Cómo se factura el galvanizado en caliente

La primera pregunta de cualquiera que lleva piezas de acero a una galvanizadora es sencilla: ¿cuánto me va a costar? La respuesta honesta es que depende, pero no de forma caprichosa. El galvanizado en caliente tiene una lógica de precio bastante clara una vez entiendes cómo se cotiza y qué factores pesan.
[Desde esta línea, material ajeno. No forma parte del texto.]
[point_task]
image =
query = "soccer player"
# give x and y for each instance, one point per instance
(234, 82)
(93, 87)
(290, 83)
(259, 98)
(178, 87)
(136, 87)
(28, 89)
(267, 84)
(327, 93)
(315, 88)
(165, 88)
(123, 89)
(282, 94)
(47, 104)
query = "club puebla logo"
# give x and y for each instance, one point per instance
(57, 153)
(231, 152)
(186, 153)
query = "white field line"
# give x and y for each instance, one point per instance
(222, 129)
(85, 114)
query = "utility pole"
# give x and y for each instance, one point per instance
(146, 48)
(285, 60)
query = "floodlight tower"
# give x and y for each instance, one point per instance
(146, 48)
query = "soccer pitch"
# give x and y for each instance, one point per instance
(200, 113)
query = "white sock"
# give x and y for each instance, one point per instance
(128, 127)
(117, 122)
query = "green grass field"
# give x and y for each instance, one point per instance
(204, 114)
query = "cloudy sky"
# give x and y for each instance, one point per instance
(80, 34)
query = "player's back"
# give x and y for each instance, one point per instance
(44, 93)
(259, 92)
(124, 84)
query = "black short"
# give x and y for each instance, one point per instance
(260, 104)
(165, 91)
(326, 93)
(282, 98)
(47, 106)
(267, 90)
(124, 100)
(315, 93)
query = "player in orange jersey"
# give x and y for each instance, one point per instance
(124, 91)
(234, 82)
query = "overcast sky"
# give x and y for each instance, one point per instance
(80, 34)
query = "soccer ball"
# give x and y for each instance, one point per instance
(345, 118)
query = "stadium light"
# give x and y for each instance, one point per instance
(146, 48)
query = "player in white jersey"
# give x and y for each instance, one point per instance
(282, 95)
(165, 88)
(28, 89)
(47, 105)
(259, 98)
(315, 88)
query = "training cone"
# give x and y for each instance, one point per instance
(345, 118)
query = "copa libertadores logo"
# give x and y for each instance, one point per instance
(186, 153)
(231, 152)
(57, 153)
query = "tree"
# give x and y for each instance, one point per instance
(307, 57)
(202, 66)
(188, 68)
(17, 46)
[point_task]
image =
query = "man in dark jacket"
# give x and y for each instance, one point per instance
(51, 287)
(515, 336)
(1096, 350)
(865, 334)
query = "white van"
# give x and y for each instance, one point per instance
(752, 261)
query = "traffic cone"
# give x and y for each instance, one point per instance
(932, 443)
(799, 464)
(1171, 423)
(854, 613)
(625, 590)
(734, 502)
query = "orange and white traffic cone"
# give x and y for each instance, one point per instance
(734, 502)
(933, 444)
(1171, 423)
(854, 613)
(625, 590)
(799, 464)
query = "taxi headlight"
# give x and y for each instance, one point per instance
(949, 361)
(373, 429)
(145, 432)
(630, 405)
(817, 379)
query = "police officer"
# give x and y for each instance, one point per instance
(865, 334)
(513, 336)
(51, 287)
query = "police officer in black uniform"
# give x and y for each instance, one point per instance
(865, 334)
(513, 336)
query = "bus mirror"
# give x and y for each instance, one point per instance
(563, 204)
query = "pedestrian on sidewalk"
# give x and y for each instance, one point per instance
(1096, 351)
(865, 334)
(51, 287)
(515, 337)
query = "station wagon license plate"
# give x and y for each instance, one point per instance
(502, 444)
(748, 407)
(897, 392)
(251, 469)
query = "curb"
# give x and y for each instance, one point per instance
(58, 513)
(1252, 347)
En esta guía te explicamos cómo se factura, qué mueve el importe final y por qué, mirando a largo plazo, suele salir más barato de lo que parece a primera vista.

Lo primero: casi todas las galvanizadoras cobran por peso. Es decir, se pesa la pieza o el lote de acero y se aplica un precio por kilogramo o por tonelada. Es la unidad natural del oficio, porque el consumo de zinc, la energía del horno y el manejo están muy ligados a la cantidad de material que entra al baño. Si quieres entender el proceso técnico que hay detrás de ese precio, te ayudará leer cómo funciona el galvanizado en caliente.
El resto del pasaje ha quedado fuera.